US presidential hopefuls have lined up to slam drug giant Pfizer's planned move to become tax resident in Ireland.
Democrats heaped the most criticism on the New York-based drugmaker, with Hillary Clinton accusing Pfizer of using legal loopholes to avoid its "fair share" of taxes in a deal that she said "will leave US taxpayers holding the bag."
Pfizer will shift its global headquarters to Ireland, for tax purposes, following a deal to merge with smaller Dublin-based rival Allergan in a transaction that is expected to close next year.
US politicians have condemned the deal, which means Pfizer's global profits will potentially be liable for tax at Ireland's 12.5pc rate (see box) instead of the 35pc levied in the US.
The White House declined to comment on Pfizer's deal, but a spokesman for US President Barak Obama said Congress should take action to prevent more such transactions.
Ms Clinton, front-runner for the Democratic presidential nomination in the November 2016 election, said she will propose steps to prevent more inversions, but she did not provide details.
"We cannot delay in cracking down on inversions that erode our tax base," said the ex-US secretary of state and former New York senator in a statement. Republican front-runner Donald Trump, who has called for a corporate tax overhaul, called the deal "disgusting" in a statement, saying "our politicians should be ashamed".
Pfizer is doing the largest so called tax inversion deal of all time. In a $160bn transaction, it plans to move its tax address from the United States to Ireland, if only on paper, by buying and merging into Allergan, a smaller, Irish-based competitor.

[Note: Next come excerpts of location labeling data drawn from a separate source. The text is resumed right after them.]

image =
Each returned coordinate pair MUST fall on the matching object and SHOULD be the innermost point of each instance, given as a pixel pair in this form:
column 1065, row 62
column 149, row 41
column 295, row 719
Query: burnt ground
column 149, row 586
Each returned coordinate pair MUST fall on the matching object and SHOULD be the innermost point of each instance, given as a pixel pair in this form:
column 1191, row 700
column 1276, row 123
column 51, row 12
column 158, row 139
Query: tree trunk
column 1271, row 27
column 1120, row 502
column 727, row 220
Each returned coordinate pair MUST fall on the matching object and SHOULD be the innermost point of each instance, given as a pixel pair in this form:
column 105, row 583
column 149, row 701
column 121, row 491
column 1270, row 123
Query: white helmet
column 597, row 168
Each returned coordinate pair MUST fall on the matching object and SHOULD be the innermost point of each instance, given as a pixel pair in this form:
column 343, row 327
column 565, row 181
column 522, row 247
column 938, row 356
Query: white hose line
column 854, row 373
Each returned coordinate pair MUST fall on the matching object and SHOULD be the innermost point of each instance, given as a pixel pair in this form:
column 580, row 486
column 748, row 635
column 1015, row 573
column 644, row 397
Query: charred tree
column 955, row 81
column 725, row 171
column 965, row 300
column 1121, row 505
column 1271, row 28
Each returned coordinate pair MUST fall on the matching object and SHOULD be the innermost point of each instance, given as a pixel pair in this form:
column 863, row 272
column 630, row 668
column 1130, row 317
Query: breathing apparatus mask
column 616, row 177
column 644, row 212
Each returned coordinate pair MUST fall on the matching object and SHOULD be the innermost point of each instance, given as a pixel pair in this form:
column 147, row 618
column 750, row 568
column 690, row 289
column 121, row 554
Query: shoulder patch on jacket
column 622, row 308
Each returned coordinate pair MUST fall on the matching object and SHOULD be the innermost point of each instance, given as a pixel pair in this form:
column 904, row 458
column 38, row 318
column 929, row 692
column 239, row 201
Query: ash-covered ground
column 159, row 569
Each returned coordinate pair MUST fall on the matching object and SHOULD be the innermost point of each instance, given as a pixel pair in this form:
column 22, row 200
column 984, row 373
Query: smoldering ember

The combined company will be called Pfizer and will be run by Pfizer's chief executive, with executive management staying in New York and extensive operations across the United States, but it will no longer be taxed as a US company.
More than 50 similar deals have been done over three decades by well-known companies such as Medtronic, Fruit of the Loom and Ingersoll-Rand.
Congressional researchers have estimated inversions, left unchecked, will cost the US Treasury nearly $20bn in the next 10 years.